Georgia

Casualties

Last updated: 10 October 2018

Casualties[1] 

All known casualties (through 2017)

1,307 mine/unexploded explosive remnants of war (ERW) casualties: 226 killed and 1,081 injured*

 

No mine/ERW casualties were identified in Georgia in 2017 or 2016.[2] The Monitor identified two new civilian antivehicle mine casualties in South Ossetia in 2015.[3] 

In April 2018, two people were injured as they entered a marked mine field in Rustavi.[4] 

ICRC/Georgian Red Cross Society (GRCS) data identified mine/ERW casualties, or victims, in 10 regions of Georgia: Tbilisi, Kvemo Kartli, Shida Kartli, Imereti, Samegrelo, Svaneti, Samtskhe, Javakheti, Kakheti, and Achara.

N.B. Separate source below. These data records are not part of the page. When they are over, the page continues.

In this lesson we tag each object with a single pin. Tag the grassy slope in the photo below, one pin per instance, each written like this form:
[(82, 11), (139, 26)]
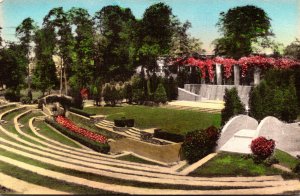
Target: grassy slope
[(175, 121), (285, 159), (232, 164), (51, 134)]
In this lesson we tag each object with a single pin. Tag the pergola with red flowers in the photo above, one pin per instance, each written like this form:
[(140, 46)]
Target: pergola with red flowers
[(212, 67)]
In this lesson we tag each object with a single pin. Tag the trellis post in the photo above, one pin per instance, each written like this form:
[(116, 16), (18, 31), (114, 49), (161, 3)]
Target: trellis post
[(256, 75), (236, 71), (219, 73)]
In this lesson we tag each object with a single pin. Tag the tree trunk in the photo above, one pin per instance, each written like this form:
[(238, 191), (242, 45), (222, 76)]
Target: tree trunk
[(66, 82), (61, 75)]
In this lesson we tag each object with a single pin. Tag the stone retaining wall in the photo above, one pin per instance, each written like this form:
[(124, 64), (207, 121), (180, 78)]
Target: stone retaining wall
[(215, 92), (163, 153)]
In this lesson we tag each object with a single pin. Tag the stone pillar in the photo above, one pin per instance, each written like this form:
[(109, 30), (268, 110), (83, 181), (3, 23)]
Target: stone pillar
[(256, 76), (236, 70), (219, 74)]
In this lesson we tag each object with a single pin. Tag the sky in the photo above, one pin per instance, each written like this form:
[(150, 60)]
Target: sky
[(203, 14)]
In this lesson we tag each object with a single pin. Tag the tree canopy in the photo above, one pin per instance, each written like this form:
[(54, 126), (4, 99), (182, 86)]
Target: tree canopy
[(242, 27)]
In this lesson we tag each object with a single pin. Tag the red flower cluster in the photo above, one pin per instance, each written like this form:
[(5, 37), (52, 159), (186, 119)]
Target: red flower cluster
[(244, 63), (84, 93), (262, 147), (86, 133)]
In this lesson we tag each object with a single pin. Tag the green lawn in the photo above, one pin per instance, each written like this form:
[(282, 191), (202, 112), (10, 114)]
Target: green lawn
[(175, 121), (51, 134), (285, 159), (233, 164), (135, 159)]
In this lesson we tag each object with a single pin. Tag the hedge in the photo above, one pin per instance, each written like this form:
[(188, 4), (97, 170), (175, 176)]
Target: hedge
[(103, 148), (158, 133)]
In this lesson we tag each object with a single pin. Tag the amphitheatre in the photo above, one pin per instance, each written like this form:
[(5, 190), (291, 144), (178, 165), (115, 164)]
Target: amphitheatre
[(97, 99)]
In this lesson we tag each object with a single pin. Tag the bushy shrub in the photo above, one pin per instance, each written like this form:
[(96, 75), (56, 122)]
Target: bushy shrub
[(29, 95), (233, 105), (262, 148), (160, 95), (12, 96), (77, 98), (138, 96), (123, 122), (112, 94), (80, 112), (171, 89), (99, 147), (161, 134), (107, 93), (25, 100), (200, 143)]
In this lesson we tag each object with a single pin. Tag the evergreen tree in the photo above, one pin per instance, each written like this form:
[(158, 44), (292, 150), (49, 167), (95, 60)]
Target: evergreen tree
[(160, 95)]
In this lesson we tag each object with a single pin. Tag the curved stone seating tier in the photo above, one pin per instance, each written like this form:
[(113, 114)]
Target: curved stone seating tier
[(213, 92), (185, 178), (237, 134), (71, 152), (286, 136), (35, 131)]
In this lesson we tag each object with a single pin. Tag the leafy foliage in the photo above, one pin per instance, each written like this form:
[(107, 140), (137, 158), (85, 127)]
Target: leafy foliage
[(44, 77), (160, 95), (233, 105), (262, 148), (241, 27), (199, 143)]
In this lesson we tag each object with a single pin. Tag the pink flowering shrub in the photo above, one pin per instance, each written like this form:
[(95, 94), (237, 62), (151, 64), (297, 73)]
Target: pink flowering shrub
[(262, 147)]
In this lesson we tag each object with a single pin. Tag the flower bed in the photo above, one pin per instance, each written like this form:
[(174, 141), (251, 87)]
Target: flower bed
[(84, 132), (262, 147)]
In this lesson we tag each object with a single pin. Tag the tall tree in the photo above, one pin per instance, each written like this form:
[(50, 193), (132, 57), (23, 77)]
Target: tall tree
[(83, 66), (241, 28), (155, 33), (44, 75), (0, 37), (115, 25), (25, 32), (293, 50), (60, 20), (13, 64), (182, 42)]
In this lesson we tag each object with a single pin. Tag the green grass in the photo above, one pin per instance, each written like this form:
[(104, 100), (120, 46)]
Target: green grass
[(35, 94), (51, 134), (10, 116), (135, 159), (171, 120), (81, 122), (63, 186), (233, 164), (285, 159)]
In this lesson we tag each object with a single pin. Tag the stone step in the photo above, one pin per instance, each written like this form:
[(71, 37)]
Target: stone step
[(131, 134), (286, 186)]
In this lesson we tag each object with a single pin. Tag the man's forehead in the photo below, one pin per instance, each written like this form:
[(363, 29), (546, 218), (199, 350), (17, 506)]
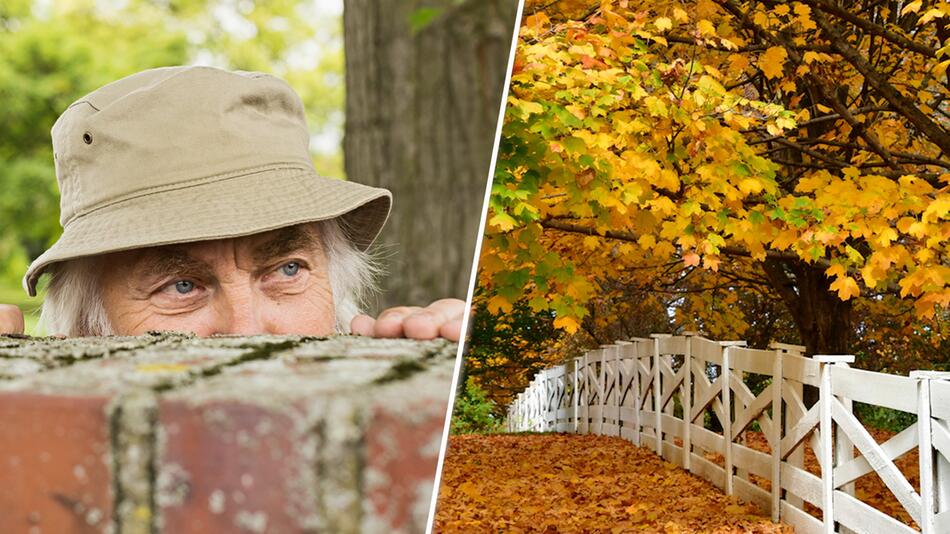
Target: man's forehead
[(261, 246)]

The data indicated that males made up 85% of mine/ERW casualties, while 15% were female.[5] Civilians made up 57% of the casualties with 43% military—combatants at the time of their incident or engaged in police/law enforcement duties. Casualties were caused by mines, ERW, and improvised mines (victim-activated improvised explosive devices).[6] 

GRCS volunteers, supported by the ICRC, collected data on 1,307 mine/ERW victims as of the end of 2017 (226 killed; 1,081 injured).[7] 

Cluster munition casualties

In Georgia, there have been at least 70 casualties due to cluster munitions; all were reported in 2008, including 61 casualties during strikes and nine due to unexploded submunitions.[8] 



[1] Unless otherwise indicated, casualty data for 2017 is based on Georgia Red Cross Society (GRCS) data, and on Monitor media monitoring from 1 January 2017 to 31 December 2017.

[2] Response to Monitor questionnaire by Nino Burtikashvili, Deputy Secretary General, GRCS, 6 June 2018.

[4] David Qashiashvili, “Explosion at the MIA training base - there are injured,” Rustavi 2, 29 April 2018.

[5] Response to Monitor questionnaire by Nino Burtikashvili, GRCS, 6 June 2018.

[6] Email from Nino Burtikashvili, GRCS, 29 August 2017.

[7] Response to Monitor questionnaire by Nino Burtikashvili, GRCS, 6 June 2018.

[8] Human Rights Watch (HRW), A dying practice: use of cluster munitions by Georgia and Russia in August 2008 (New York: HRW, April 2009), pp. 40 and 57. Russian cluster munition strikes on populated areas killed 12 civilians and injured 46. Georgian cluster munitions killed at least one civilian and injured at least two more when they landed on or near the towns of Tirdznisi and Shindisi.